É fácil criticar Tite depois que o jogo aconteceu. Mas, participando do podcast Cacarecocast, ao lado dos meus amigos Carlos Lopes e Marcelo Aragão, já alertávamos que seria um risco ser tão radical quanto à preservação do time titular para esse duelo. Poderia ser algo mais misto, colocando cinco ou seis atletas considerados titulares no bando de reserva. E podendo entrar no decorrer da partida, dependendo da situação. No entanto, o técnico optou pelo radicalismo, dando até impressão de um certo menosprezo a Camarões. E quase, quase mesmo, o Brasil terminaria o grupo na segunda colocação.
Confere aqui o podcast Cacarecocast:
Fui acostumado a ver o Brasil vencendo todos os jogos da fase de grupos da Copa do Mundo. Era como se eu tivesse criado um regulamento sigiloso em que a seleção não pudesse ser derrotado. Mas aí, ao ver o Brasil insistir ofensivamente sem sucesso no ataque, e sofrer um gol (belo gol, diga-se) de Aboubakar (que abobalhadamente foi expulso: tirou a camisa na comemoração, recebeu o segundo amarelo e o vermelho), fiquei tentando buscar na memória as Copas em que o Brasil tropeçou na fase dos grupos e o que aconteceu ao final da competição.
Não vou abrir muito o leque do tempo nessa retrospectiva. Vamos a 1974, ano em que nasci, e o Brasil chegava no Mundial da Alemanha com os olhos do mundo voltado para o seu futebol, já que havia sido tricampeão em 1970. E a fase do grupo foi horrível: empatou os dois primeiros jogos, contra o Iugoslávia e Escócia em 0x0, e se classificou após vitória sobre a “poderosa” Zaire, por 3×0. A seleção de Zagallo não chegou à final, pois foi eliminada pela Holanda, de Cruyff, e ainda perdeu a disputa do terceiro lugar para a Polônia do carequinha Lato.

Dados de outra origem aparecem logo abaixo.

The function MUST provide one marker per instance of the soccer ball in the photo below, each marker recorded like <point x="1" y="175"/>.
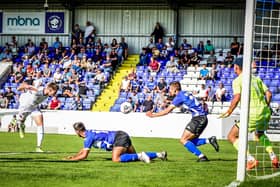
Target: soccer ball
<point x="126" y="107"/>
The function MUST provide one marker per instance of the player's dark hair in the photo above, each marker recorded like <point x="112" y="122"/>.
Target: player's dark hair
<point x="53" y="86"/>
<point x="79" y="126"/>
<point x="176" y="85"/>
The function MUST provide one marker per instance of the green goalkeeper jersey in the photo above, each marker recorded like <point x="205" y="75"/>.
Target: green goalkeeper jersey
<point x="259" y="110"/>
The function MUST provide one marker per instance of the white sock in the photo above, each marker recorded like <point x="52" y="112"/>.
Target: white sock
<point x="40" y="135"/>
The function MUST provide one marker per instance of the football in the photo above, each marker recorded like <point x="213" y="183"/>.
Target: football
<point x="126" y="107"/>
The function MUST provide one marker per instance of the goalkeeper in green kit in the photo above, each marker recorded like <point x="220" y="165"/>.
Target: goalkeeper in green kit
<point x="259" y="114"/>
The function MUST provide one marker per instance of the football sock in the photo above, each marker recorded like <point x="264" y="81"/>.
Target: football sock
<point x="235" y="144"/>
<point x="129" y="157"/>
<point x="192" y="148"/>
<point x="199" y="141"/>
<point x="152" y="155"/>
<point x="265" y="142"/>
<point x="40" y="135"/>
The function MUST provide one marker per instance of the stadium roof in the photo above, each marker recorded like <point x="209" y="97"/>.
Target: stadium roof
<point x="167" y="3"/>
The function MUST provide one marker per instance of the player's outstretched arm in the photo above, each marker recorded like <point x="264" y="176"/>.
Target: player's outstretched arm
<point x="233" y="105"/>
<point x="80" y="156"/>
<point x="161" y="113"/>
<point x="25" y="86"/>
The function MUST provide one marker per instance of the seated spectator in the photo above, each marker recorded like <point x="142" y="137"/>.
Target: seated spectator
<point x="99" y="78"/>
<point x="10" y="95"/>
<point x="200" y="48"/>
<point x="77" y="104"/>
<point x="124" y="46"/>
<point x="220" y="93"/>
<point x="134" y="85"/>
<point x="148" y="104"/>
<point x="55" y="104"/>
<point x="83" y="90"/>
<point x="57" y="44"/>
<point x="211" y="94"/>
<point x="161" y="86"/>
<point x="208" y="47"/>
<point x="172" y="66"/>
<point x="234" y="47"/>
<point x="13" y="124"/>
<point x="211" y="59"/>
<point x="67" y="90"/>
<point x="38" y="80"/>
<point x="144" y="58"/>
<point x="195" y="60"/>
<point x="154" y="66"/>
<point x="185" y="45"/>
<point x="229" y="59"/>
<point x="57" y="76"/>
<point x="203" y="73"/>
<point x="3" y="101"/>
<point x="204" y="105"/>
<point x="170" y="45"/>
<point x="125" y="85"/>
<point x="214" y="72"/>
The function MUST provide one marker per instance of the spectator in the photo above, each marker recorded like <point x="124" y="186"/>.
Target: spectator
<point x="13" y="125"/>
<point x="57" y="76"/>
<point x="10" y="95"/>
<point x="38" y="80"/>
<point x="77" y="104"/>
<point x="195" y="60"/>
<point x="170" y="45"/>
<point x="172" y="66"/>
<point x="3" y="101"/>
<point x="67" y="90"/>
<point x="185" y="45"/>
<point x="77" y="32"/>
<point x="220" y="93"/>
<point x="148" y="104"/>
<point x="234" y="47"/>
<point x="90" y="32"/>
<point x="200" y="48"/>
<point x="214" y="72"/>
<point x="204" y="105"/>
<point x="161" y="85"/>
<point x="158" y="32"/>
<point x="144" y="58"/>
<point x="55" y="104"/>
<point x="211" y="59"/>
<point x="83" y="89"/>
<point x="57" y="44"/>
<point x="203" y="73"/>
<point x="229" y="59"/>
<point x="154" y="66"/>
<point x="124" y="46"/>
<point x="208" y="47"/>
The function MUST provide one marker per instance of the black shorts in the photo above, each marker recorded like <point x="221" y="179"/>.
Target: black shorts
<point x="197" y="125"/>
<point x="122" y="139"/>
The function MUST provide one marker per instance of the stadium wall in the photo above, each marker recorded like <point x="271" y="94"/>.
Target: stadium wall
<point x="136" y="24"/>
<point x="136" y="124"/>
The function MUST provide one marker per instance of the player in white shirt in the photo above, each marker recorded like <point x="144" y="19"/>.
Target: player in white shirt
<point x="29" y="104"/>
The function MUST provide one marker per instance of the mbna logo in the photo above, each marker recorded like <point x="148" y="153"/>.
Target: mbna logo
<point x="20" y="21"/>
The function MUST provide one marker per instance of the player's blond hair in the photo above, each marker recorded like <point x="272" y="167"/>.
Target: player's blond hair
<point x="176" y="85"/>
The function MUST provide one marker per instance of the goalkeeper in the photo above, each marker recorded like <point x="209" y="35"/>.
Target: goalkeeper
<point x="258" y="117"/>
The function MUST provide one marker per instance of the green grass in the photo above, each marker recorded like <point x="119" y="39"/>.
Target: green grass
<point x="27" y="168"/>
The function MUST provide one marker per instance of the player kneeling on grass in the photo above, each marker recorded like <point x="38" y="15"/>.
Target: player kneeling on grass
<point x="29" y="104"/>
<point x="118" y="142"/>
<point x="259" y="114"/>
<point x="190" y="138"/>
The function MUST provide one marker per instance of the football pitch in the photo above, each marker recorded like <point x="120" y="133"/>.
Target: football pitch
<point x="20" y="166"/>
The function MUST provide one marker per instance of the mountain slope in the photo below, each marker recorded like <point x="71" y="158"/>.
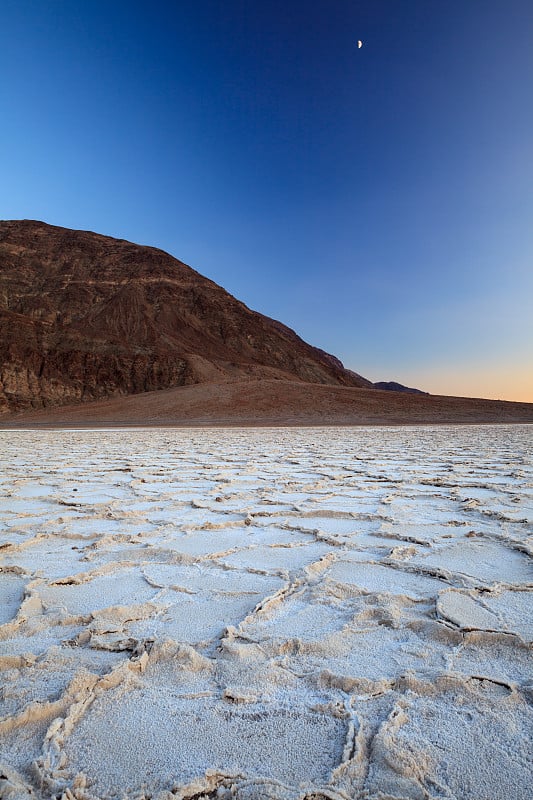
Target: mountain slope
<point x="85" y="317"/>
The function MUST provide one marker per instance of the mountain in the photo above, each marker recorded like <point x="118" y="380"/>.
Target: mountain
<point x="392" y="386"/>
<point x="85" y="317"/>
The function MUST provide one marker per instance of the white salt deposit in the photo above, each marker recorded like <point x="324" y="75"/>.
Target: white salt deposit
<point x="266" y="614"/>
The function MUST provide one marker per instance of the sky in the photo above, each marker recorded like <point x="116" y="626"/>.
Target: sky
<point x="378" y="200"/>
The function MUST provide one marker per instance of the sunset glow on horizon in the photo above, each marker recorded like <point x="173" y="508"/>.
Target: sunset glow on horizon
<point x="376" y="199"/>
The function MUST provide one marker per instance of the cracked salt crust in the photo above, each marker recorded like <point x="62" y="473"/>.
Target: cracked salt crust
<point x="281" y="614"/>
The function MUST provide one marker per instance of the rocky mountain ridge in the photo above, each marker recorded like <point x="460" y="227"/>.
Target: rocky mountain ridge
<point x="85" y="317"/>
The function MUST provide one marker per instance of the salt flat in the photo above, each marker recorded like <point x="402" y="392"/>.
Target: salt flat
<point x="266" y="613"/>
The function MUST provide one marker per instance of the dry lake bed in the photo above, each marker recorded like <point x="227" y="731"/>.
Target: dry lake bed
<point x="266" y="613"/>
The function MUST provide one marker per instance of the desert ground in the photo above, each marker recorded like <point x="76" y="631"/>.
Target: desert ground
<point x="273" y="613"/>
<point x="262" y="402"/>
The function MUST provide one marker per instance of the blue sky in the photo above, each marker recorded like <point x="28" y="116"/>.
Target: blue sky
<point x="377" y="200"/>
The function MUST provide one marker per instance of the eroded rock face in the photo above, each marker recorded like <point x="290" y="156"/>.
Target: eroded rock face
<point x="84" y="316"/>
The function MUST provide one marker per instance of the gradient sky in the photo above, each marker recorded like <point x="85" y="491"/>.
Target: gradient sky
<point x="377" y="200"/>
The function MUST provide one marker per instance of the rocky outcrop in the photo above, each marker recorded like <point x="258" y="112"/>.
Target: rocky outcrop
<point x="85" y="317"/>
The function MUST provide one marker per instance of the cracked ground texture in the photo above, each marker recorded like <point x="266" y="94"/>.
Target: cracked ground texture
<point x="287" y="614"/>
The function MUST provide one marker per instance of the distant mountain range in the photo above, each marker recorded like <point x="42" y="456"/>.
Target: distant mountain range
<point x="99" y="331"/>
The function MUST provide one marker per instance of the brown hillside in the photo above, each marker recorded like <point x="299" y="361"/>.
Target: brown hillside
<point x="273" y="402"/>
<point x="85" y="317"/>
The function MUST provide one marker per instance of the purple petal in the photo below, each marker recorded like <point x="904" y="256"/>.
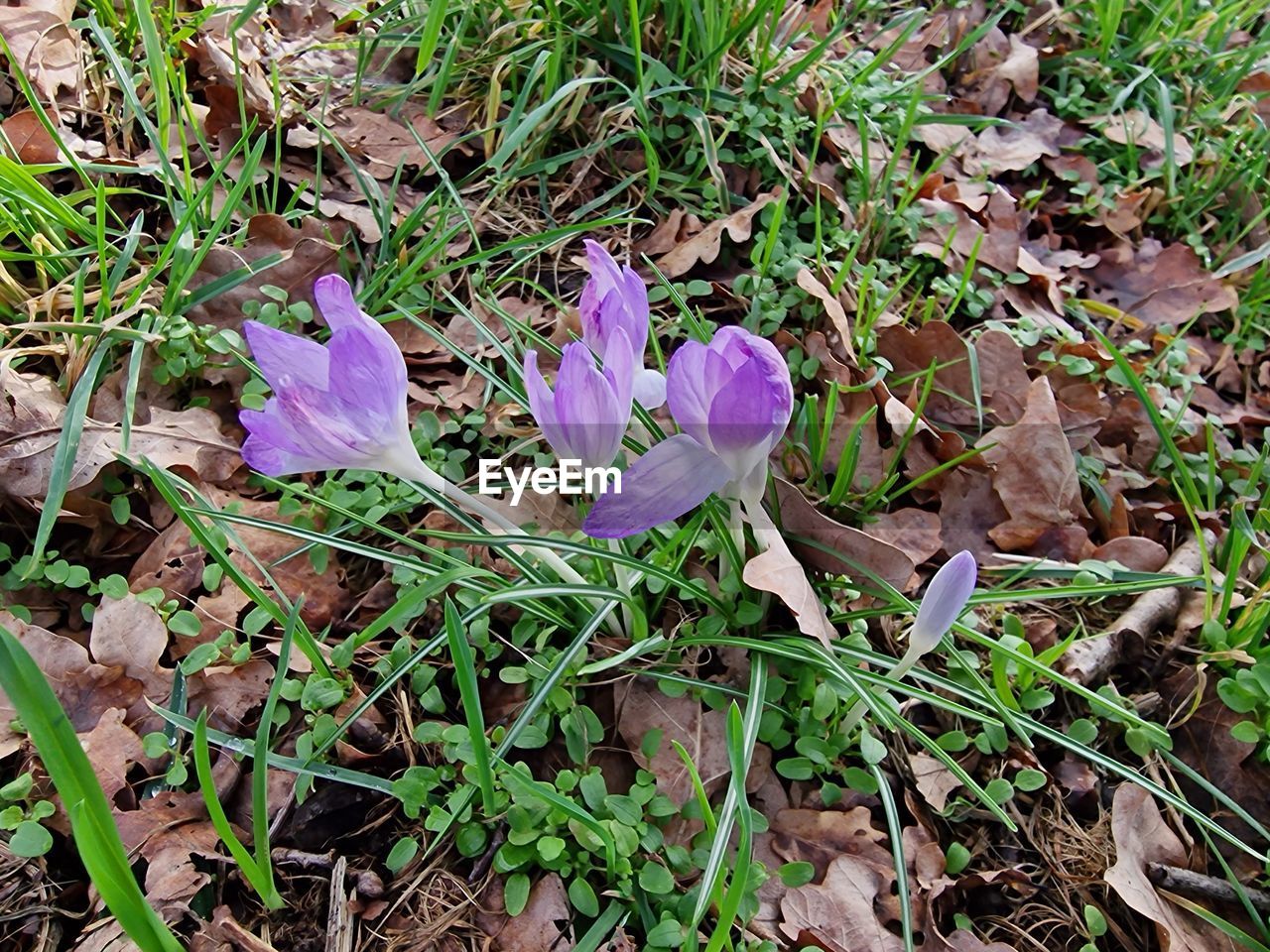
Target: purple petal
<point x="273" y="460"/>
<point x="690" y="404"/>
<point x="336" y="303"/>
<point x="667" y="481"/>
<point x="367" y="372"/>
<point x="744" y="416"/>
<point x="649" y="389"/>
<point x="620" y="368"/>
<point x="587" y="408"/>
<point x="944" y="601"/>
<point x="285" y="357"/>
<point x="543" y="404"/>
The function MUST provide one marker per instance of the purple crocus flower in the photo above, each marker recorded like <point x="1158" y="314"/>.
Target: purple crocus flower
<point x="733" y="400"/>
<point x="340" y="405"/>
<point x="944" y="602"/>
<point x="612" y="299"/>
<point x="585" y="416"/>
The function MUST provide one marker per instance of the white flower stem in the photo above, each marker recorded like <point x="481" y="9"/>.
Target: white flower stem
<point x="624" y="584"/>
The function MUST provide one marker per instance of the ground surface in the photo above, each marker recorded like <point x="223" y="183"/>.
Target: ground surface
<point x="1016" y="259"/>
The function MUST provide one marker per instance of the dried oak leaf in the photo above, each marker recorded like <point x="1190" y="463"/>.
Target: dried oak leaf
<point x="44" y="45"/>
<point x="385" y="141"/>
<point x="539" y="927"/>
<point x="30" y="139"/>
<point x="307" y="253"/>
<point x="992" y="238"/>
<point x="855" y="549"/>
<point x="86" y="689"/>
<point x="779" y="571"/>
<point x="1159" y="284"/>
<point x="820" y="837"/>
<point x="1015" y="146"/>
<point x="701" y="731"/>
<point x="1134" y="126"/>
<point x="703" y="246"/>
<point x="997" y="64"/>
<point x="1034" y="472"/>
<point x="32" y="412"/>
<point x="839" y="912"/>
<point x="1142" y="837"/>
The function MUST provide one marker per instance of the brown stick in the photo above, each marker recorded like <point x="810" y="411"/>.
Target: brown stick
<point x="1194" y="885"/>
<point x="1088" y="661"/>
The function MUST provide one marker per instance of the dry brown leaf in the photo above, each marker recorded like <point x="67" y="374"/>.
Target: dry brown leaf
<point x="856" y="549"/>
<point x="31" y="422"/>
<point x="44" y="46"/>
<point x="812" y="285"/>
<point x="703" y="246"/>
<point x="820" y="837"/>
<point x="85" y="689"/>
<point x="1015" y="146"/>
<point x="112" y="748"/>
<point x="539" y="925"/>
<point x="969" y="509"/>
<point x="385" y="141"/>
<point x="776" y="570"/>
<point x="952" y="231"/>
<point x="1142" y="837"/>
<point x="1159" y="284"/>
<point x="1001" y="63"/>
<point x="839" y="911"/>
<point x="308" y="253"/>
<point x="935" y="780"/>
<point x="30" y="139"/>
<point x="1034" y="472"/>
<point x="701" y="731"/>
<point x="130" y="635"/>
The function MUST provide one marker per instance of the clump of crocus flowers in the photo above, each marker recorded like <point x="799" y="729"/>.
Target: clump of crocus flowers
<point x="343" y="405"/>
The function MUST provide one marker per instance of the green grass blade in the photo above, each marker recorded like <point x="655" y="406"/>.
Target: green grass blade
<point x="93" y="830"/>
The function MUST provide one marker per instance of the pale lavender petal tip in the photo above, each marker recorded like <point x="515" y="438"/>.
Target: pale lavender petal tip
<point x="944" y="601"/>
<point x="672" y="477"/>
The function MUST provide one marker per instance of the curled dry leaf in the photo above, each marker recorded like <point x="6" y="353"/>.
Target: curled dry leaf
<point x="307" y="253"/>
<point x="384" y="141"/>
<point x="703" y="246"/>
<point x="86" y="689"/>
<point x="820" y="837"/>
<point x="1142" y="837"/>
<point x="855" y="553"/>
<point x="776" y="570"/>
<point x="540" y="925"/>
<point x="44" y="45"/>
<point x="1034" y="472"/>
<point x="32" y="413"/>
<point x="701" y="731"/>
<point x="1134" y="126"/>
<point x="1159" y="284"/>
<point x="839" y="912"/>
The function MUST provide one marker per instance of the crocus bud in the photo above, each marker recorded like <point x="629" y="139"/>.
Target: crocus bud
<point x="944" y="602"/>
<point x="340" y="405"/>
<point x="733" y="400"/>
<point x="585" y="416"/>
<point x="615" y="298"/>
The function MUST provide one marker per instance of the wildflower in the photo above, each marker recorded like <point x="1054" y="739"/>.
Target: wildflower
<point x="340" y="405"/>
<point x="585" y="416"/>
<point x="615" y="298"/>
<point x="943" y="603"/>
<point x="733" y="400"/>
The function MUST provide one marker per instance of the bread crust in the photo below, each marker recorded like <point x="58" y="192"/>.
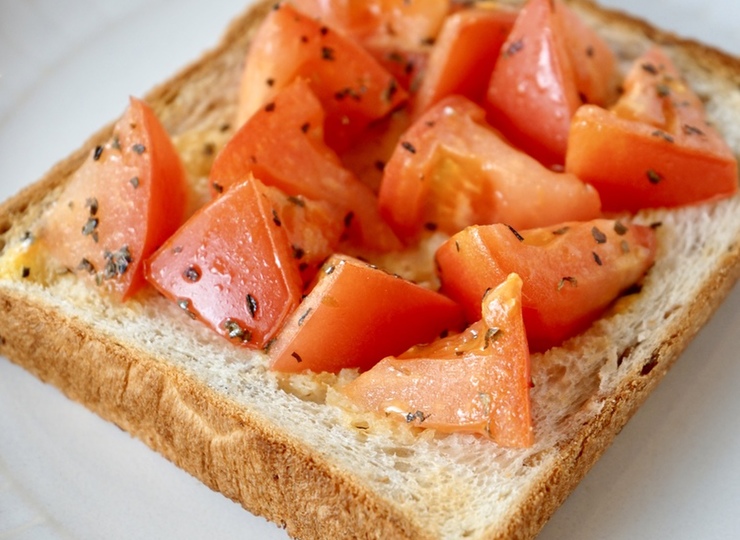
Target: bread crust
<point x="227" y="446"/>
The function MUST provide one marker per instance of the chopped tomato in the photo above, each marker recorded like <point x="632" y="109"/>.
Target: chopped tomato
<point x="231" y="266"/>
<point x="357" y="314"/>
<point x="283" y="146"/>
<point x="406" y="66"/>
<point x="549" y="65"/>
<point x="464" y="54"/>
<point x="312" y="229"/>
<point x="451" y="170"/>
<point x="352" y="86"/>
<point x="593" y="61"/>
<point x="477" y="381"/>
<point x="654" y="148"/>
<point x="571" y="272"/>
<point x="403" y="24"/>
<point x="367" y="159"/>
<point x="120" y="205"/>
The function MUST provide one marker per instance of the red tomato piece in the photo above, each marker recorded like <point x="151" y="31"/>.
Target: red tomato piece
<point x="571" y="272"/>
<point x="367" y="159"/>
<point x="406" y="66"/>
<point x="282" y="145"/>
<point x="357" y="314"/>
<point x="477" y="381"/>
<point x="352" y="86"/>
<point x="231" y="266"/>
<point x="120" y="205"/>
<point x="654" y="148"/>
<point x="464" y="54"/>
<point x="312" y="229"/>
<point x="544" y="74"/>
<point x="451" y="170"/>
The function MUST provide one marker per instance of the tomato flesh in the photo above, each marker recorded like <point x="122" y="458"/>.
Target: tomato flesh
<point x="353" y="87"/>
<point x="282" y="145"/>
<point x="356" y="315"/>
<point x="399" y="23"/>
<point x="124" y="201"/>
<point x="464" y="54"/>
<point x="654" y="148"/>
<point x="450" y="170"/>
<point x="232" y="267"/>
<point x="571" y="272"/>
<point x="550" y="64"/>
<point x="477" y="381"/>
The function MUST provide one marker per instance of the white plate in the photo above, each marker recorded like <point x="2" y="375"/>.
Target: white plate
<point x="66" y="68"/>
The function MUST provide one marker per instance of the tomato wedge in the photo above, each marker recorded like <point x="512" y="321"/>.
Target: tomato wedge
<point x="464" y="54"/>
<point x="282" y="145"/>
<point x="311" y="227"/>
<point x="352" y="86"/>
<point x="357" y="314"/>
<point x="122" y="203"/>
<point x="451" y="170"/>
<point x="550" y="65"/>
<point x="477" y="381"/>
<point x="571" y="272"/>
<point x="654" y="148"/>
<point x="232" y="267"/>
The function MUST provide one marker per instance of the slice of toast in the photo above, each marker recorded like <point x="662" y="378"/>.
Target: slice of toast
<point x="212" y="410"/>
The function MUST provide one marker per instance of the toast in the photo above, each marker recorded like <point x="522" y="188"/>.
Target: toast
<point x="119" y="362"/>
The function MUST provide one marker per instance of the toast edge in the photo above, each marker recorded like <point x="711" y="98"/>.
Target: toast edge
<point x="189" y="419"/>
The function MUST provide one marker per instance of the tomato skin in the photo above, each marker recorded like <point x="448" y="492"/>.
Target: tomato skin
<point x="571" y="271"/>
<point x="477" y="381"/>
<point x="282" y="145"/>
<point x="357" y="314"/>
<point x="653" y="145"/>
<point x="354" y="89"/>
<point x="543" y="75"/>
<point x="451" y="170"/>
<point x="122" y="203"/>
<point x="464" y="54"/>
<point x="231" y="266"/>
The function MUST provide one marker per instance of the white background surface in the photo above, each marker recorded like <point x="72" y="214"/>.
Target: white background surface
<point x="66" y="68"/>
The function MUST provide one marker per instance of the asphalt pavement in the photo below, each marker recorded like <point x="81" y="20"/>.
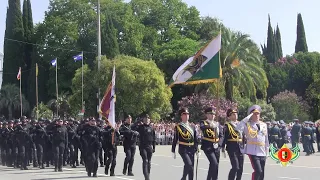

Em 1978 foi outra lástima. Dois empates contra Suécia e Espanha – 1×1 e 0x0, respectivamente – Só ganhou o terceiro jogo, se arrastando, da Áustria. No final da competição, o Brasil ficou em terceiro, pois foi eliminado pela Argentina (donos da casa), por conta do saldo de gols e venceu a decisão do terceiro lugar contra a Itália, com direito a golaço de Nelinho. Em 1982, na Espanha, o Brasil sofreu para vencer a URSS, na estreia, por 2×1. Depois venceu fácil Escócia e Nova Zelândia. A seleção era apontada como favorita, mas foi eliminada nas quartas de final, para a Itália, por 3×2, quando Paolo Rossi fez a festa italiana.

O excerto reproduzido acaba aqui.